来自haskell列表的连续n元组

Question

Is there an easy-ish / general way to get consecutive n-tuples? For example:

f3 [1,2,3,4,5,6] = [(1,2,3),(2,3,4),(3,4,5),(4,5,6)]
f4 [1,2,3,4,5,6] = [(1,2,3,4),(2,3,4,5),(3,4,5,6)]

Similar question however it only covers pairs (x,y) .

Answer 1

As @amalloy points out in the comments, there's no straightforward way to define this operation generally across different tuple sizes, but if you're just looking for a general pattern for writing a set of such functions, there are a few possibilities.

The simplest, though it looks a little physically repulsive, is just to write a simple recursive pattern match that spits out a tuple and then recurses on the tail of the argument, stopping as soon as the list becomes too short:

f3 :: [a] -> [(a,a,a)]
f3 (x1:nxt@(x2:x3:_)) = (x1,x2,x3):f3 nxt
f3 _ = []

f4 :: [a] -> [(a,a,a,a)]
f4 (x1:nxt@(x2:x3:x4:_)) = (x1,x2,x3,x4):f4 nxt
f4 _ = []

While you could generalize the solution you linked to for pairs by writing:

f3' = zip3 <*> tail <*> tail.tail
f4' = zip4 <*> tail <*> tail.tail <*> tail.tail.tail

this is too clever by half and also not a particularly efficient solution, as every argument repeats the tail operations of the previous argument when the results could be reused.

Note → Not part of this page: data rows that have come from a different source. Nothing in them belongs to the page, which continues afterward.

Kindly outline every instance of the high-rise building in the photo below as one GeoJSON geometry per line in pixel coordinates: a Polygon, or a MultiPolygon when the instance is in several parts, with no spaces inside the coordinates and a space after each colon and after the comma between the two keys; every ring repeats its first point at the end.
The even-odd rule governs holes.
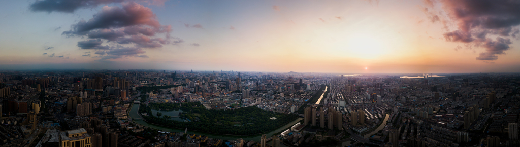
{"type": "Polygon", "coordinates": [[[327,114],[327,117],[329,117],[329,129],[330,130],[334,129],[334,112],[333,109],[329,109],[329,114],[327,114]]]}
{"type": "Polygon", "coordinates": [[[315,108],[313,108],[311,115],[312,115],[312,117],[310,117],[310,119],[312,119],[311,122],[313,122],[313,123],[310,124],[310,125],[312,126],[316,126],[316,109],[315,108]]]}
{"type": "Polygon", "coordinates": [[[280,138],[276,135],[272,136],[272,146],[280,147],[280,138]]]}
{"type": "Polygon", "coordinates": [[[337,122],[337,129],[343,130],[343,114],[341,113],[341,111],[336,111],[336,115],[337,119],[335,121],[337,122]]]}
{"type": "Polygon", "coordinates": [[[37,103],[32,103],[32,107],[36,114],[40,113],[40,104],[37,103]]]}
{"type": "Polygon", "coordinates": [[[320,127],[325,128],[325,111],[323,107],[320,108],[320,127]]]}
{"type": "Polygon", "coordinates": [[[312,113],[310,110],[310,107],[306,108],[304,110],[304,125],[307,126],[309,124],[309,121],[310,121],[310,114],[312,113]]]}
{"type": "Polygon", "coordinates": [[[244,145],[244,140],[242,138],[237,139],[237,147],[242,147],[244,145]]]}
{"type": "Polygon", "coordinates": [[[458,143],[461,142],[467,142],[469,140],[469,137],[467,132],[460,131],[457,133],[457,142],[458,143]]]}
{"type": "Polygon", "coordinates": [[[355,110],[350,111],[350,123],[352,126],[356,126],[357,125],[357,112],[355,110]]]}
{"type": "Polygon", "coordinates": [[[27,107],[27,102],[25,101],[18,101],[17,102],[18,104],[18,113],[27,113],[28,107],[27,107]]]}
{"type": "Polygon", "coordinates": [[[483,101],[484,103],[484,110],[488,110],[488,109],[489,109],[489,104],[488,103],[489,102],[488,100],[489,99],[489,98],[484,98],[484,99],[483,101]]]}
{"type": "Polygon", "coordinates": [[[101,146],[101,135],[99,133],[94,133],[92,134],[92,147],[102,147],[101,146]]]}
{"type": "Polygon", "coordinates": [[[67,111],[70,111],[72,110],[76,109],[76,106],[78,104],[81,104],[82,102],[81,98],[79,97],[69,97],[67,101],[67,111]]]}
{"type": "Polygon", "coordinates": [[[378,105],[381,105],[383,104],[383,102],[381,100],[381,96],[378,96],[378,105]]]}
{"type": "Polygon", "coordinates": [[[399,137],[399,131],[397,131],[397,129],[396,128],[391,129],[389,136],[390,136],[390,143],[392,143],[392,146],[399,146],[399,140],[398,138],[399,137]]]}
{"type": "Polygon", "coordinates": [[[36,125],[38,124],[38,118],[36,118],[36,112],[34,111],[30,111],[27,113],[27,117],[29,119],[28,125],[31,127],[31,131],[34,131],[36,129],[36,125]]]}
{"type": "Polygon", "coordinates": [[[103,89],[103,79],[100,76],[96,76],[94,79],[94,86],[93,87],[95,89],[103,89]]]}
{"type": "Polygon", "coordinates": [[[345,108],[345,100],[339,100],[337,102],[338,106],[340,106],[340,108],[345,108]]]}
{"type": "Polygon", "coordinates": [[[488,105],[491,105],[495,101],[495,99],[497,98],[495,91],[492,91],[489,93],[488,93],[488,105]]]}
{"type": "Polygon", "coordinates": [[[60,147],[92,146],[90,142],[92,137],[84,128],[60,132],[58,138],[60,147]]]}
{"type": "Polygon", "coordinates": [[[126,90],[121,90],[121,98],[126,98],[126,90]]]}
{"type": "Polygon", "coordinates": [[[470,126],[471,125],[471,118],[470,117],[470,111],[464,111],[464,129],[469,129],[470,126]]]}
{"type": "Polygon", "coordinates": [[[488,147],[498,147],[500,145],[500,138],[498,136],[490,136],[487,137],[488,147]]]}
{"type": "Polygon", "coordinates": [[[84,103],[77,104],[76,107],[76,114],[79,116],[86,116],[92,114],[92,104],[84,103]]]}
{"type": "Polygon", "coordinates": [[[365,111],[362,110],[358,110],[358,122],[361,125],[365,124],[365,111]]]}
{"type": "Polygon", "coordinates": [[[518,140],[518,124],[517,123],[509,123],[508,126],[509,140],[518,140]]]}
{"type": "Polygon", "coordinates": [[[118,133],[115,132],[111,132],[110,135],[110,146],[109,147],[118,147],[118,133]]]}
{"type": "Polygon", "coordinates": [[[9,97],[10,94],[11,89],[9,87],[4,87],[0,88],[0,98],[9,97]]]}
{"type": "Polygon", "coordinates": [[[265,147],[267,145],[266,144],[266,141],[267,140],[267,136],[265,133],[262,135],[262,137],[260,138],[260,147],[265,147]]]}
{"type": "Polygon", "coordinates": [[[468,116],[470,116],[470,121],[471,121],[471,123],[473,123],[473,122],[475,121],[475,110],[473,109],[473,107],[470,107],[470,108],[469,108],[467,109],[467,111],[469,111],[469,113],[470,113],[468,114],[468,115],[469,115],[468,116]]]}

An alternative and probably reasonably approach is:

f3'' str = let l1:l2:l3:_ = tails str in zip3 l1 l2 l3
f4'' str = let l1:l2:l3:l4:_ = tails str in zip4 l1 l2 l3 l4

though it relies on having the right zipk available. While zip3 is defined in Prelude and zip4 through zip7 are defined in Data.List , if you need zip8 or more, you need to define it yourself.